Началась паника. Приезжие спешно покидали Лаэрнор. Надеялись сбежать от заразы. Но заразились все, кто успел хоть раз окунуться в озеро. По слухам, погибло около трехсот человек. Каждый принадлежал к богатому роду и к их прислуге. Можешь представить, какой поднялся шум. Суалан, в сущности, не был виноват, но следующую Веселую Гунду он со всеми родственниками до первого колена встретил на рудниках Роктана.

– Лаэрнор опустел?

– Нет.

– Кто-то продолжал туда приезжать? – удивился я.

– Некоторые догадались вернуться.

– Зачем?

– Это спасло им жизнь. Стоило вновь окунуться в озеро, как язвы и коросты сходили. Кожа возвращала молодость, зубы очищались, суставы опять становились гибкими. Пластина молодости не изменила себе. Но болезнь уже не излечивалась полностью. Нужно было окунаться в озерные воды дважды в день. Те, кто выжил, оказались навсегда к ним привязаны. По разным слухам, это не то тридцать, не то сорок женщин.

Они стали черноитами. Изменилось не только их тело. Изменилась сама глубинная суть. Они утратили часть своей личности, взамен которой, как это бывает с артаками, пришла другая. Более того, казалось, что с каждым днем они сливаются друг с другом, прорастают единой червоточиной.

– Это как?

– Сложно сказать, что тут правда, а что слухи. Но Тирхствин рассказывал, будто все эти женщины становились похожи друг на друга. Одинаково красивы и молоды. Цвет глаз, волос, даже черты лиц – все становилось одинаковым. И они начинали говорить, как один человек: продолжая общую мысль или произнося что-то одновременно. То, что пришло взамен их личности, было единым, хоть и разбитым на части между всеми этими людьми.

– Жуть, – прокряхтел Громбакх. – Обязательно об этом говорить, когда мы в полуверсте от леса?

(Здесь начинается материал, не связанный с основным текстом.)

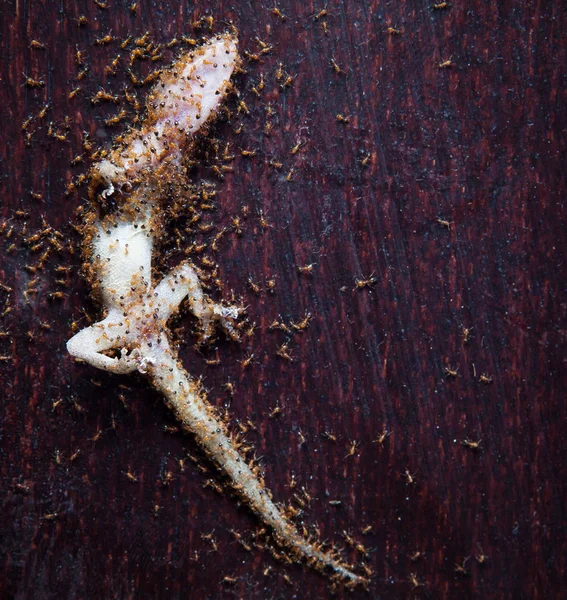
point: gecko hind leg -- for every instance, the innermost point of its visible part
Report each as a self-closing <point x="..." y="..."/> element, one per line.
<point x="183" y="282"/>
<point x="90" y="342"/>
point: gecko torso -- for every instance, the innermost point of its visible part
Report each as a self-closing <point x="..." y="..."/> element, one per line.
<point x="134" y="335"/>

– Излечить женщин не удалось. Но и бросать их семьи не захотели. Все они принадлежали богатым родам, так что уход получили соответствующий.

– Ну да, – хохотнул Громбакх. – Стальную цепь на горло.

– Цепь? – не понял я.

– Да, – кивнула Миалинта. – Их сковали единой цепью вокруг озера. Только не стальной, а лайтанной. И никаких ошейников.

– Зачем?

– Они впадали в забытье. Утрачивали человечность. Забыли родных, забыли прошлую жизнь. Иногда порывались уйти в лес, а там их ждала смерть. Не пришлось бы ждать, пока растрескается кожа. Дикие звери и насекомые быстро сделали бы свое дело.

Все годы они так и лежали вокруг озера: на ошелинных подушках, в окружении арфисток, краснобаев, кочевых акробатов. Неприятная, должно быть, картина. Кругом – запустение, дикая пуща, а вокруг озера – музыка, веселье и богатая жизнь.

– На цепи, – добавил охотник.

– На цепи, – согласилась Миалинта. – И казалось, что так будет продолжаться бесконечно долго. Никто не знал, будут ли пленницы вообще стареть. Сколько проживут. Как умрут. Про них даже перестали судачить. Хватало и других историй с лигурами и проснувшимися пустышками. А двенадцать лет назад, я только приехала в Багульдин, из Лаэрнора не вернулся подвоз. Простые крестьяне, поставлявшие овощи, мясо, зелень… Не вернулись кочевые артисты. Не вернулись родственники, приехавшие проведать озерных пленниц. Никто не вернулся. Повозки ехали в одном направлении – в Лаэрнор. Тех, кто уехал в лес, больше никто не видел. Не вернулись ни гонцы, посланные наместником Целиндела, ни стражники, посланные его комендантом.